The bank in this case having no lien upon the deposit, because there was no ascertained or liquidated debt due the bank, to which it could be applied, and the estate of the depositor not being shown to be insolvent, of course there was shown no right, on the part of the complainant, to an injunction of the law suit, brought against the bank to recover this deposit; and the chancellor therefore properly dissolved the injunction on the respondent’s motion.
It is insisted by appellant that the chancellor had no jurisdiction in vacation to entertain a motion to dissolve the injunction under section 4526 of the Code; and that this case having been submitted for final decree, and such decree having been rendered, this statute does not apply, far the reason that it is intended only to enable a respondent to dissolve an injunction in advance of submission lor final decree. If injunction were the only relief sought in this bill, the argument would possibly be applicable, as the final decree would either perpetuate or dissolve the injunction. It is true that the former decree upon the final hearing would perpetuate the injunction, but on appeal from that final decree it was reversed by this court; but, for the reason set forth in the opinion on the former appeal, it was deemed impacticable for this court to render a final decree, as is usually done on appeals from such decrees.

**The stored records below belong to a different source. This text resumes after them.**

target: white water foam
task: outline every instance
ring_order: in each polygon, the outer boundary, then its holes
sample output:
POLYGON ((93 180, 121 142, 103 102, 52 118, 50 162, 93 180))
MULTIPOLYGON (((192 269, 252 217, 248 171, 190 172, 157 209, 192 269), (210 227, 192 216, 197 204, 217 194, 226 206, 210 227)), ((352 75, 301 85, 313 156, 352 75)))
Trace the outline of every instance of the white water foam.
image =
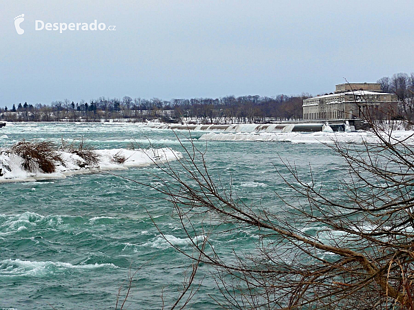
MULTIPOLYGON (((392 134, 394 139, 406 139, 408 145, 414 145, 413 131, 395 131, 392 134)), ((312 132, 312 133, 215 133, 203 134, 200 140, 221 141, 282 141, 293 143, 379 143, 379 138, 369 132, 312 132)), ((395 142, 397 142, 395 140, 395 142)))
POLYGON ((47 274, 61 273, 68 269, 92 269, 96 268, 118 268, 112 263, 72 265, 62 262, 33 262, 19 259, 0 260, 1 276, 44 276, 47 274))

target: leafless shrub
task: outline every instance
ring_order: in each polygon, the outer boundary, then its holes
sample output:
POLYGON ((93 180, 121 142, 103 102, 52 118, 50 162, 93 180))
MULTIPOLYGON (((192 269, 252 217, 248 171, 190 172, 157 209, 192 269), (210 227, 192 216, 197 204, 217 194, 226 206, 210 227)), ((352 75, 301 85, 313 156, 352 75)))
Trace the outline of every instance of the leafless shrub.
POLYGON ((117 164, 123 164, 126 161, 126 157, 122 155, 121 151, 117 152, 117 154, 114 154, 111 158, 111 161, 117 164))
POLYGON ((33 172, 39 167, 45 173, 56 171, 56 162, 64 165, 57 147, 50 141, 28 142, 24 140, 12 146, 10 152, 23 158, 22 167, 33 172))
POLYGON ((83 162, 78 162, 79 167, 84 167, 86 166, 96 166, 99 163, 99 155, 95 152, 92 147, 87 145, 82 138, 79 144, 75 143, 73 141, 69 143, 62 139, 62 145, 61 148, 62 150, 68 153, 75 154, 81 157, 83 162))

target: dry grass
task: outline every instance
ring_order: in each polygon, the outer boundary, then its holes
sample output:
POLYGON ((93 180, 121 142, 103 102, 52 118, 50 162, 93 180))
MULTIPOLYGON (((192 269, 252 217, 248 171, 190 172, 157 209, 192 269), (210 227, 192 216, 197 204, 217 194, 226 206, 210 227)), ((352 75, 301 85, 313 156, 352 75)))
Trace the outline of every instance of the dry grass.
POLYGON ((99 163, 99 155, 95 152, 92 147, 87 145, 82 138, 79 145, 75 145, 75 141, 68 143, 62 139, 61 149, 68 153, 77 155, 83 160, 83 162, 79 161, 77 165, 81 167, 86 166, 97 166, 99 163))
POLYGON ((57 147, 50 141, 28 142, 23 140, 10 148, 10 152, 23 158, 21 166, 34 172, 37 167, 45 173, 56 171, 56 162, 64 165, 57 147))

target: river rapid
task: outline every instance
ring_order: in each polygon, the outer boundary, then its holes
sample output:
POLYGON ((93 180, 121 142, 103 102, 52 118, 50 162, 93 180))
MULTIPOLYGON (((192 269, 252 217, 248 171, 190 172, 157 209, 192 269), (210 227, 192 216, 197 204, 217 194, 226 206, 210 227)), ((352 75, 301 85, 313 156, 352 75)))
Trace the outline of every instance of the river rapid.
MULTIPOLYGON (((215 180, 246 203, 273 212, 282 209, 275 192, 294 196, 277 170, 288 176, 284 161, 299 174, 314 174, 335 189, 346 169, 342 160, 318 143, 208 141, 206 132, 177 132, 182 145, 206 147, 207 166, 215 180), (231 185, 230 182, 231 180, 231 185)), ((81 139, 95 149, 170 147, 183 152, 175 133, 132 123, 14 123, 0 130, 0 144, 22 139, 81 139)), ((172 162, 172 169, 181 169, 172 162)), ((154 165, 116 174, 158 186, 154 165)), ((161 309, 173 304, 190 261, 174 245, 190 249, 172 207, 150 187, 105 172, 61 180, 0 184, 0 309, 115 309, 119 287, 134 273, 128 309, 161 309), (152 219, 151 219, 151 218, 152 219), (155 227, 152 220, 157 223, 155 227)), ((194 224, 201 225, 195 220, 194 224)), ((223 257, 253 253, 256 231, 228 230, 212 242, 223 257)), ((206 266, 191 309, 221 309, 216 284, 206 266), (210 295, 210 296, 209 296, 210 295)), ((198 282, 197 282, 198 283, 198 282)))

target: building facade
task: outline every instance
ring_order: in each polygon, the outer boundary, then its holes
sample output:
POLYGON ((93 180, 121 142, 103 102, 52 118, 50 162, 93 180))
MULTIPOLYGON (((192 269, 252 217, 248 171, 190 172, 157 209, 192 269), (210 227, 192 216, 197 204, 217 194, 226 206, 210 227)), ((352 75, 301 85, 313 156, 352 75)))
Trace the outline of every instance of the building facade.
POLYGON ((304 120, 355 119, 369 114, 373 118, 396 115, 396 94, 382 92, 375 83, 344 83, 336 85, 335 93, 326 94, 303 101, 304 120))

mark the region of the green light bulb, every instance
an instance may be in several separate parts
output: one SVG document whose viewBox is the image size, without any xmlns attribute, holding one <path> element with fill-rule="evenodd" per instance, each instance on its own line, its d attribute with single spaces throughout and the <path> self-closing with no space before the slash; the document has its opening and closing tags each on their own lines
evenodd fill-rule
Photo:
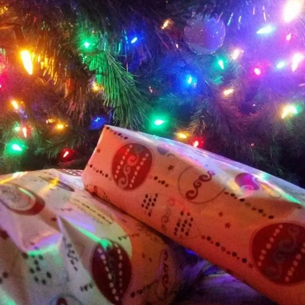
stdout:
<svg viewBox="0 0 305 305">
<path fill-rule="evenodd" d="M 18 144 L 12 144 L 12 149 L 15 151 L 22 151 L 22 148 L 21 146 Z"/>
<path fill-rule="evenodd" d="M 156 126 L 160 126 L 160 125 L 162 125 L 162 124 L 164 124 L 165 123 L 165 121 L 164 119 L 161 119 L 160 118 L 157 118 L 157 119 L 155 120 L 154 124 Z"/>
<path fill-rule="evenodd" d="M 87 41 L 85 41 L 85 42 L 84 42 L 84 46 L 86 49 L 87 49 L 90 45 L 91 44 Z"/>
</svg>

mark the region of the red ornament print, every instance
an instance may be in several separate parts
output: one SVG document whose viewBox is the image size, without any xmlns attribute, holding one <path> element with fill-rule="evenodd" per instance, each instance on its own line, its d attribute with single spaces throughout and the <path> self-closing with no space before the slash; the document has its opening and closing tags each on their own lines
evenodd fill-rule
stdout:
<svg viewBox="0 0 305 305">
<path fill-rule="evenodd" d="M 131 279 L 131 264 L 125 249 L 114 241 L 102 239 L 94 250 L 91 269 L 102 294 L 113 304 L 121 304 Z"/>
<path fill-rule="evenodd" d="M 204 203 L 215 199 L 224 189 L 220 181 L 214 181 L 212 170 L 190 166 L 180 175 L 178 188 L 181 196 L 193 203 Z"/>
<path fill-rule="evenodd" d="M 259 190 L 259 184 L 257 178 L 247 173 L 238 174 L 235 178 L 237 185 L 241 188 L 251 191 Z"/>
<path fill-rule="evenodd" d="M 145 181 L 152 164 L 152 155 L 147 147 L 137 143 L 124 145 L 112 161 L 114 181 L 122 190 L 135 190 Z"/>
<path fill-rule="evenodd" d="M 277 284 L 291 285 L 305 280 L 305 228 L 283 223 L 259 230 L 251 251 L 258 270 Z"/>
<path fill-rule="evenodd" d="M 156 286 L 156 294 L 159 300 L 165 299 L 172 293 L 176 280 L 176 269 L 173 258 L 167 250 L 164 250 L 160 259 L 161 280 Z"/>
<path fill-rule="evenodd" d="M 9 183 L 0 186 L 0 203 L 17 214 L 26 216 L 38 214 L 45 206 L 44 201 L 36 194 Z"/>
</svg>

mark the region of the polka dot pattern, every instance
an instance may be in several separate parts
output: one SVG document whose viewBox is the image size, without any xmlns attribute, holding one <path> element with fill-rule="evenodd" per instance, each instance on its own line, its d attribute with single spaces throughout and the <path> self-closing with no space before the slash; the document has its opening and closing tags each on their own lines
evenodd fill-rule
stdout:
<svg viewBox="0 0 305 305">
<path fill-rule="evenodd" d="M 151 151 L 143 145 L 131 143 L 121 146 L 112 162 L 112 173 L 119 188 L 135 190 L 146 179 L 152 164 Z"/>
<path fill-rule="evenodd" d="M 264 210 L 263 209 L 260 208 L 259 207 L 257 207 L 257 206 L 254 205 L 251 202 L 249 202 L 248 201 L 246 200 L 245 198 L 238 198 L 237 196 L 234 193 L 230 193 L 229 192 L 225 191 L 224 192 L 225 195 L 227 195 L 228 196 L 231 196 L 232 198 L 234 199 L 236 199 L 239 200 L 240 202 L 243 203 L 245 206 L 251 209 L 251 211 L 255 212 L 255 213 L 258 213 L 260 215 L 261 215 L 263 217 L 267 217 L 268 219 L 273 219 L 274 218 L 274 215 L 268 215 Z"/>
<path fill-rule="evenodd" d="M 257 268 L 272 282 L 291 285 L 305 281 L 305 228 L 281 223 L 260 229 L 251 244 Z"/>
<path fill-rule="evenodd" d="M 223 245 L 222 245 L 220 242 L 219 241 L 215 242 L 214 240 L 212 239 L 210 236 L 205 236 L 205 235 L 202 235 L 201 236 L 201 238 L 205 240 L 206 240 L 211 245 L 214 245 L 219 250 L 221 251 L 222 252 L 224 253 L 224 254 L 226 254 L 227 255 L 230 255 L 232 257 L 232 258 L 235 259 L 237 261 L 240 261 L 240 262 L 247 264 L 247 265 L 249 268 L 253 268 L 253 264 L 249 262 L 249 260 L 245 258 L 240 258 L 238 255 L 237 253 L 235 252 L 232 252 L 231 251 L 228 250 L 226 247 Z"/>
<path fill-rule="evenodd" d="M 141 206 L 145 214 L 149 217 L 151 216 L 152 211 L 158 202 L 158 194 L 146 194 L 143 199 Z"/>
<path fill-rule="evenodd" d="M 35 283 L 45 286 L 51 283 L 52 273 L 51 270 L 46 270 L 46 263 L 42 254 L 39 253 L 39 249 L 35 247 L 34 252 L 37 254 L 22 252 L 21 257 L 23 260 L 26 261 L 28 266 L 28 271 Z"/>
<path fill-rule="evenodd" d="M 194 217 L 190 212 L 181 210 L 174 229 L 174 235 L 180 238 L 189 236 L 194 225 L 193 221 Z"/>
<path fill-rule="evenodd" d="M 110 302 L 121 303 L 131 278 L 128 255 L 118 243 L 103 239 L 92 258 L 92 272 L 97 287 Z"/>
</svg>

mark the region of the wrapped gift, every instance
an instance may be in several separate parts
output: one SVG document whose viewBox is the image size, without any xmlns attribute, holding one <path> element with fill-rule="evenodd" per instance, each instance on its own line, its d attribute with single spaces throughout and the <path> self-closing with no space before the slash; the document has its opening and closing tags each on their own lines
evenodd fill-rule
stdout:
<svg viewBox="0 0 305 305">
<path fill-rule="evenodd" d="M 169 303 L 204 262 L 96 199 L 81 174 L 0 177 L 0 304 Z"/>
<path fill-rule="evenodd" d="M 280 304 L 305 303 L 305 191 L 170 140 L 107 127 L 85 188 Z"/>
</svg>

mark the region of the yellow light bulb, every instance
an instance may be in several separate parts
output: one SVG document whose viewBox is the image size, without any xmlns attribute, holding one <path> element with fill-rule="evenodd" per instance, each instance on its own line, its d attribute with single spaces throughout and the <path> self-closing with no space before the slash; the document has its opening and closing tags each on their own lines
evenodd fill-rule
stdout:
<svg viewBox="0 0 305 305">
<path fill-rule="evenodd" d="M 96 92 L 100 90 L 100 86 L 95 81 L 92 84 L 92 89 Z"/>
<path fill-rule="evenodd" d="M 227 90 L 224 90 L 223 94 L 225 97 L 227 97 L 228 96 L 231 95 L 234 92 L 234 89 L 227 89 Z"/>
<path fill-rule="evenodd" d="M 169 20 L 168 19 L 166 20 L 162 25 L 162 28 L 164 29 L 166 27 L 167 27 L 168 25 L 168 23 L 169 23 Z"/>
<path fill-rule="evenodd" d="M 20 52 L 20 54 L 24 69 L 32 75 L 33 74 L 33 63 L 29 52 L 27 50 L 23 50 Z"/>
<path fill-rule="evenodd" d="M 179 139 L 185 139 L 188 138 L 188 136 L 187 134 L 186 134 L 184 132 L 178 132 L 177 133 L 177 137 Z"/>
<path fill-rule="evenodd" d="M 64 124 L 62 124 L 62 123 L 58 123 L 56 126 L 56 128 L 57 128 L 57 129 L 61 130 L 62 129 L 64 129 L 64 128 L 65 128 L 65 125 L 64 125 Z"/>
<path fill-rule="evenodd" d="M 18 110 L 18 109 L 19 109 L 19 104 L 15 100 L 12 101 L 12 102 L 11 102 L 11 104 L 15 110 Z"/>
<path fill-rule="evenodd" d="M 283 109 L 282 112 L 282 118 L 285 118 L 289 114 L 297 114 L 297 109 L 295 106 L 288 105 L 285 106 Z"/>
</svg>

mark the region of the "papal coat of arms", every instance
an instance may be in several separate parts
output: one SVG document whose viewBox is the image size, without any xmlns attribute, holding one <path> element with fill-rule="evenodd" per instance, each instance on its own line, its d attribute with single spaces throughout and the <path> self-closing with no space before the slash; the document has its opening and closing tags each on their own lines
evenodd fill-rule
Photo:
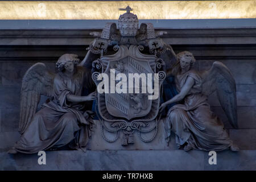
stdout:
<svg viewBox="0 0 256 182">
<path fill-rule="evenodd" d="M 176 57 L 159 38 L 166 32 L 155 32 L 151 23 L 142 23 L 138 29 L 137 15 L 129 6 L 124 10 L 127 12 L 120 15 L 118 29 L 115 23 L 107 23 L 101 34 L 90 34 L 96 38 L 82 64 L 92 63 L 103 138 L 113 142 L 122 131 L 125 146 L 134 143 L 135 131 L 144 142 L 156 136 L 166 64 Z M 108 139 L 104 131 L 116 133 L 117 136 Z M 142 136 L 150 132 L 151 136 Z"/>
</svg>

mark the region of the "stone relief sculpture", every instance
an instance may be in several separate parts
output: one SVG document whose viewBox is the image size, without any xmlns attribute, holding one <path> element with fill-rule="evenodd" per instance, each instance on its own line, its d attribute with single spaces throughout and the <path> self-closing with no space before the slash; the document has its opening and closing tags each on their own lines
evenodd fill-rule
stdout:
<svg viewBox="0 0 256 182">
<path fill-rule="evenodd" d="M 182 101 L 169 110 L 165 119 L 167 140 L 172 130 L 176 143 L 185 151 L 238 150 L 207 102 L 207 96 L 217 91 L 229 122 L 237 127 L 236 82 L 229 70 L 216 61 L 210 69 L 199 73 L 191 69 L 195 59 L 191 52 L 184 51 L 177 56 L 179 61 L 171 72 L 179 93 L 160 107 L 161 112 L 168 104 Z"/>
<path fill-rule="evenodd" d="M 36 63 L 22 80 L 19 131 L 20 139 L 9 151 L 33 154 L 55 150 L 69 144 L 77 149 L 86 146 L 93 124 L 93 113 L 84 111 L 84 102 L 96 98 L 95 92 L 81 96 L 82 89 L 93 88 L 90 71 L 77 66 L 73 54 L 61 56 L 56 63 L 56 74 L 44 64 Z M 40 95 L 51 98 L 36 113 Z"/>
<path fill-rule="evenodd" d="M 115 69 L 115 75 L 122 73 L 127 77 L 129 73 L 159 73 L 158 86 L 161 90 L 166 67 L 170 68 L 171 63 L 176 61 L 171 47 L 159 38 L 166 32 L 155 32 L 150 23 L 142 23 L 139 28 L 137 16 L 130 13 L 131 9 L 127 6 L 121 10 L 126 13 L 120 15 L 118 29 L 115 23 L 107 23 L 101 34 L 90 33 L 96 38 L 81 64 L 92 68 L 92 77 L 96 85 L 100 82 L 97 78 L 100 73 L 111 77 L 112 68 Z M 148 100 L 147 96 L 148 93 L 97 93 L 96 111 L 105 140 L 116 141 L 120 131 L 123 134 L 123 146 L 133 143 L 135 131 L 144 142 L 154 139 L 158 130 L 156 116 L 160 97 Z M 112 139 L 108 138 L 106 131 L 115 134 L 116 136 Z M 148 133 L 151 135 L 142 136 Z"/>
<path fill-rule="evenodd" d="M 141 23 L 139 28 L 131 9 L 122 10 L 127 12 L 120 15 L 117 27 L 115 23 L 107 23 L 102 32 L 90 34 L 96 38 L 80 64 L 77 55 L 65 54 L 56 63 L 56 74 L 48 72 L 43 63 L 27 71 L 21 90 L 19 131 L 22 136 L 9 153 L 33 154 L 67 145 L 82 150 L 91 135 L 94 117 L 93 112 L 84 109 L 84 102 L 92 100 L 101 126 L 100 133 L 93 134 L 101 135 L 109 143 L 117 141 L 120 133 L 122 146 L 134 143 L 135 133 L 142 142 L 152 142 L 158 132 L 161 113 L 167 107 L 164 119 L 167 141 L 172 131 L 176 143 L 185 151 L 228 148 L 237 151 L 223 123 L 207 103 L 207 96 L 217 91 L 229 121 L 237 127 L 236 83 L 229 69 L 214 62 L 209 71 L 193 70 L 191 66 L 195 60 L 191 53 L 176 55 L 160 38 L 166 32 L 155 31 L 150 23 Z M 95 90 L 101 74 L 117 85 L 121 81 L 116 78 L 118 75 L 128 78 L 131 73 L 157 75 L 157 85 L 154 78 L 147 84 L 159 91 L 142 93 L 145 86 L 139 81 L 138 93 L 119 92 L 124 89 L 122 86 L 114 88 L 114 92 L 110 88 L 106 93 L 81 95 L 83 88 Z M 127 81 L 128 84 L 131 82 L 136 84 L 133 78 Z M 156 98 L 148 99 L 155 94 L 158 94 Z M 41 95 L 51 99 L 36 113 Z M 166 102 L 160 105 L 163 97 Z"/>
</svg>

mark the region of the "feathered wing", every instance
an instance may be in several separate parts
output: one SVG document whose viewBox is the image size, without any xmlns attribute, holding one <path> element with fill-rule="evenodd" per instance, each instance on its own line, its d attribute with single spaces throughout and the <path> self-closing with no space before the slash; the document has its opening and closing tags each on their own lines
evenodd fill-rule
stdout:
<svg viewBox="0 0 256 182">
<path fill-rule="evenodd" d="M 19 132 L 23 134 L 36 111 L 41 94 L 53 96 L 55 75 L 38 63 L 28 69 L 22 79 Z"/>
<path fill-rule="evenodd" d="M 220 103 L 230 124 L 238 127 L 236 81 L 229 69 L 215 61 L 212 68 L 201 75 L 203 93 L 209 96 L 217 92 Z"/>
</svg>

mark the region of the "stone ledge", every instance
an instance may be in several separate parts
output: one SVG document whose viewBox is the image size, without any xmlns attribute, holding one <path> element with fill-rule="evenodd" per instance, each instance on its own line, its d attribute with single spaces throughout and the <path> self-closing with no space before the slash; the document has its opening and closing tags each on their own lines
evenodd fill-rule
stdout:
<svg viewBox="0 0 256 182">
<path fill-rule="evenodd" d="M 39 165 L 38 158 L 0 152 L 0 170 L 256 170 L 256 150 L 217 152 L 216 165 L 200 151 L 47 151 L 46 165 Z"/>
</svg>

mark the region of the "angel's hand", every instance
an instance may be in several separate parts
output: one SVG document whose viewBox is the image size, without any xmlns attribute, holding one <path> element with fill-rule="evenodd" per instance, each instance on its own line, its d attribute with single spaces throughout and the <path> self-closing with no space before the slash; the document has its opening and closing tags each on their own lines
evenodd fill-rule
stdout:
<svg viewBox="0 0 256 182">
<path fill-rule="evenodd" d="M 159 113 L 162 113 L 163 111 L 164 108 L 167 106 L 167 104 L 166 102 L 163 103 L 159 107 Z"/>
<path fill-rule="evenodd" d="M 85 96 L 85 101 L 93 101 L 96 99 L 96 92 L 93 92 L 90 93 L 87 96 Z"/>
</svg>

It is possible that this court could have rendered a decree, on that appeal, dissolving or discharging the injunction for want of equity in the bill or upon the denials in the answer; but, as the cause had to be reversed for other reasons, the court did not render such a decree, but left the parties to take such action in the further proceedings, after the reversal and remandment, as they might be advised. The decree of this court had the effect of entirely destroying the final decree of the court from which the appeal was taken, and, after the reversal, the cause stood in that court as if there had never been any final decree. The respondent therefore had a perfect right, under section 4526 of the Code, to proceed as he did; and the bill not having been amended, and it not being made to appear by the bill, or otherwise, that the bank had any lien upon the deposit, or any right to enjoin the action of the administrator against the bank, to recover the deposit, the chancellor properly granted the motion to dissolve the injunction.
The appellant discusses in its brief a number of other questions which were considered by this court on the former appeal, but which cannot be raised on this appeal. They might be raised on appeal from a- final decree, but not on appeal, as in this case, from an interluctory decree dissolving an injunction, except in so far as they may support or deny the right to grant or maintain the injunction.
No error appearing, the decree of the chancellor heretofore, dissolving and discharging the injunction, must be affirmed.
Affirmed.
Simpson, Anderson, and McClellan, JJ., concur.